Shakespeare não previu a reviravolta de Bobby Charlton, Bobby Moore, Gary Lineker e Paul Scholes. Tão-pouco imaginou que nasceriam Zico e Jairzinho além-mar. Confiou nos seus olhos e quase ditou sentença de morte. No Rei Lear (Relógio D’Água), escrito no dealbar do século XVII, entre Hamlet e Macbeth, o fiel conde de Kent, pretendendo vexar Osvaldo, mordomo de Goneril, filha do lendário monarca, atira com evidente sanguinolência: «Tu, indecente jogador de futebol.»

Mais tarde, a desilusão gotejaria na pena de George Orwell, nada comovido com o lado fero e bravio da competição, ideia vertida em The Sporting Spirit, de 1945. Tivesse o inglês visto Pelé, que ainda fintava a desdita nos buracos da rua, com acrobacias e feitiços de criança, e o desencanto seria paixão. Que o diga Vinicius de Moraes, prostrado aos pés de Garrincha, «o anjo das pernas tornas». Ou Javier Marías, que trazia nas veias Borges, Cervantes, Faulkner, Proust, e ainda os deuses do Real Madrid, que lhe devolviam semanalmente a infância.

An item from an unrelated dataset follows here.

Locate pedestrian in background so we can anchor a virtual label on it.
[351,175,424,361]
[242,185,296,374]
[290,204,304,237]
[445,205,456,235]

A bola sobressaiu do firmamento e continuou a percorrer a Via Láctea: em espiral ou linha recta, no sentido do tempo ou em contramão. Planou de Lima a Casablanca, de Istambul a Yokohama, de Belo Horizonte a Calcutá. Deteve-se em Buenos Aires para espreitar La Bombonera. No Rio de Janeiro, viu o Maracanã ao pôr-do-sol. Debruçada no Vesúvio, não quis saber de Ischia nem Capri, mas desceu com o fogo à cidade e emboscou Maradona no San Paolo. E sob poética invernia em Liverpool, no cálido aconchego de You’ll Never Walk Alone, aprendeu que o destino escolta a vida, mas não dá ordens ao coração.

Nem a merencória sombra do poente oculta a bola perdida numa estrada, ou cativa num banco de jardim. Quando alguém passa, é noite de futebol.